Kurebahkan punggungku sedikit menepi di tembok Halte Bus Selatan, sesekali kurapihkan poniku hanya untuk menandakan bahwa aku masih setia untuk menunggu yang ingin membawaku bahagia. Namaku Halena, setia adalah prioritas utamaku dari segala diatas kesegalaanya. Aku selalu setia untuk tetap menunduk ketika yang lain mulai menatap, aku selalu setia untuk tetap berdiri ketika yang lain mulai duduk karena lelah, dan aku selalu setia untuk tetap bertahan ketika yang lain sudah mulai bosan.
Disela kesibukan jariku menjelajahi dunia, sms yang kutunggu-tunggu darinya tak juga menunjukkan kesan bahwa dia masih ada. Masih dalam reaksi yang sama, di waktu yang berbeda. Ketika mulai jenuh memikirkan apa yang seharusnya tidak kupikirkan, aku suka memetik bunga disamping pagar halte yang kelopak kecilnya terlihat sengaja menjulur untuk kupetik. Bagian favoritku adalah ketika harumnya terbawa kemanapun saat aku menggenggamnya. Wangi itu selalu sampai diruang rebahku, tak pernah sampai hilang. Dan jika wanginya sudah mulai hilang aku mulai mencari wanginya dari telapak tangan tempatku tadi menggenggam. Hemmh.. aku suka
Malam yang lelah, 15 Hari sudah aku menunggunya di tempat yang sempat ia janjikan. Wajar jika kubilang lelah, karena mungkin tak ada yang sanggup menunggu berdiri dalam high heels 15 centimeter dan kepastian yang.. entahlah.
"Kita bertemu di Halte Bus Selatan, setelah kamu pulang kerja ya. Love you"

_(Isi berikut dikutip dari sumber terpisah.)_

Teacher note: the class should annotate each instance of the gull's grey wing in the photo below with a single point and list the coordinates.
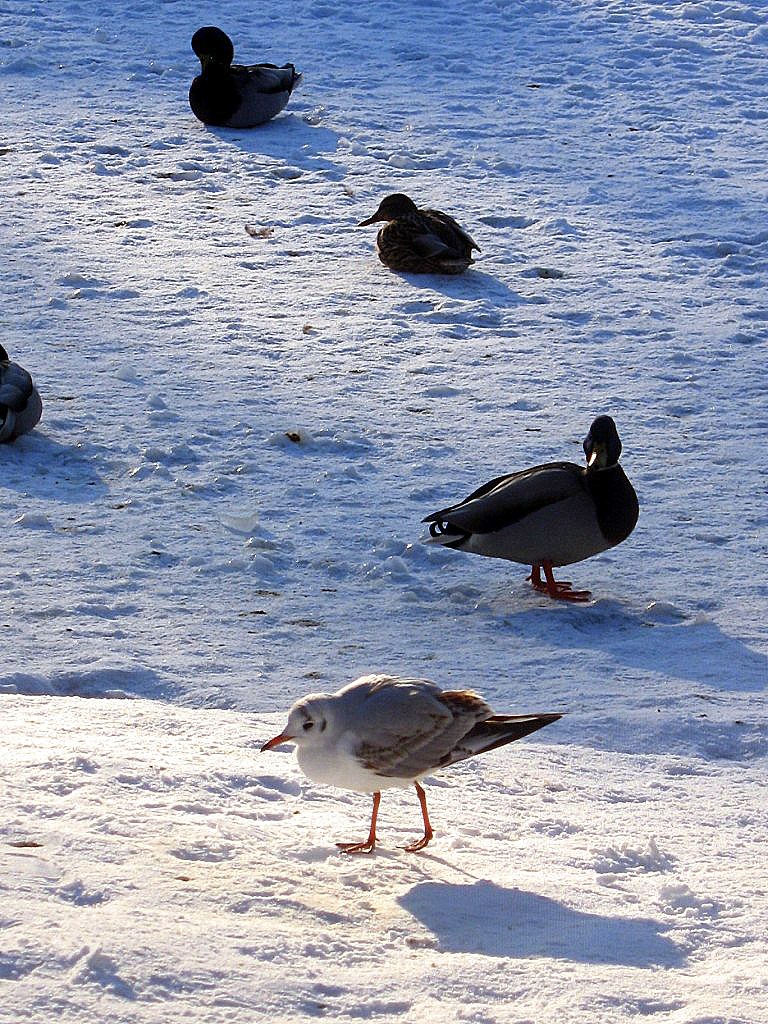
(416, 731)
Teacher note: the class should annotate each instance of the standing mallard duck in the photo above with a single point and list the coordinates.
(232, 95)
(420, 241)
(549, 515)
(20, 406)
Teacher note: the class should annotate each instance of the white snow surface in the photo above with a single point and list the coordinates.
(167, 542)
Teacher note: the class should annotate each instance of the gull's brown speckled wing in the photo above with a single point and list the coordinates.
(416, 729)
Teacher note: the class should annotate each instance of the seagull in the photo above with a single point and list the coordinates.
(382, 731)
(548, 515)
(20, 406)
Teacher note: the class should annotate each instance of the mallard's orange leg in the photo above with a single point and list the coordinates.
(428, 834)
(557, 590)
(368, 845)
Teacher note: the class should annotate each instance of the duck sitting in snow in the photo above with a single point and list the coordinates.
(549, 515)
(420, 241)
(233, 95)
(20, 407)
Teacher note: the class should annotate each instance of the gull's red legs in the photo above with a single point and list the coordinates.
(421, 843)
(368, 845)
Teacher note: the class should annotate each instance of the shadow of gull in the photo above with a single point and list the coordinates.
(495, 922)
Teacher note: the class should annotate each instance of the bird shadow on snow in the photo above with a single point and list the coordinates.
(472, 284)
(662, 641)
(492, 921)
(289, 138)
(42, 467)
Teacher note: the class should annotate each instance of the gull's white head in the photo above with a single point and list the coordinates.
(307, 723)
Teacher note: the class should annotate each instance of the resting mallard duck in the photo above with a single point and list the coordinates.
(20, 407)
(420, 241)
(233, 95)
(549, 515)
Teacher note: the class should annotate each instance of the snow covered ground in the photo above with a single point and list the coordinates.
(164, 540)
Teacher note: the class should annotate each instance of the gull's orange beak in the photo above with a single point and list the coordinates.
(284, 737)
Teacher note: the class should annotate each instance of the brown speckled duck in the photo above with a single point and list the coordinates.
(20, 407)
(420, 241)
(232, 95)
(549, 515)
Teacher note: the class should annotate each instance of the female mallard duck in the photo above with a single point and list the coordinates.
(549, 515)
(20, 407)
(420, 241)
(233, 95)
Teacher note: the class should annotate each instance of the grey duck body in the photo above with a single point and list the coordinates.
(236, 95)
(554, 514)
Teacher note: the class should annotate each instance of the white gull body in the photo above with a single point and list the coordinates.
(381, 732)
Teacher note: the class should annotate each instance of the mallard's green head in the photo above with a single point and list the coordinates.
(602, 444)
(213, 46)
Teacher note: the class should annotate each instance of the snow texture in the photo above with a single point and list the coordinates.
(246, 417)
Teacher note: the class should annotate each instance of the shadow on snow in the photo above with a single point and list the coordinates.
(492, 921)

Itu jadi pesan terakhir setelah aku benar-benar menunggunya, sent box handphone ku sudah terlampau penuh untuk memastikan dia akan membalas pesanku, ratusan panggilanku tak ada yang tersaut. Tapi inilah aku, yang tak pernah ingin tau artinya dari semangat yang surut.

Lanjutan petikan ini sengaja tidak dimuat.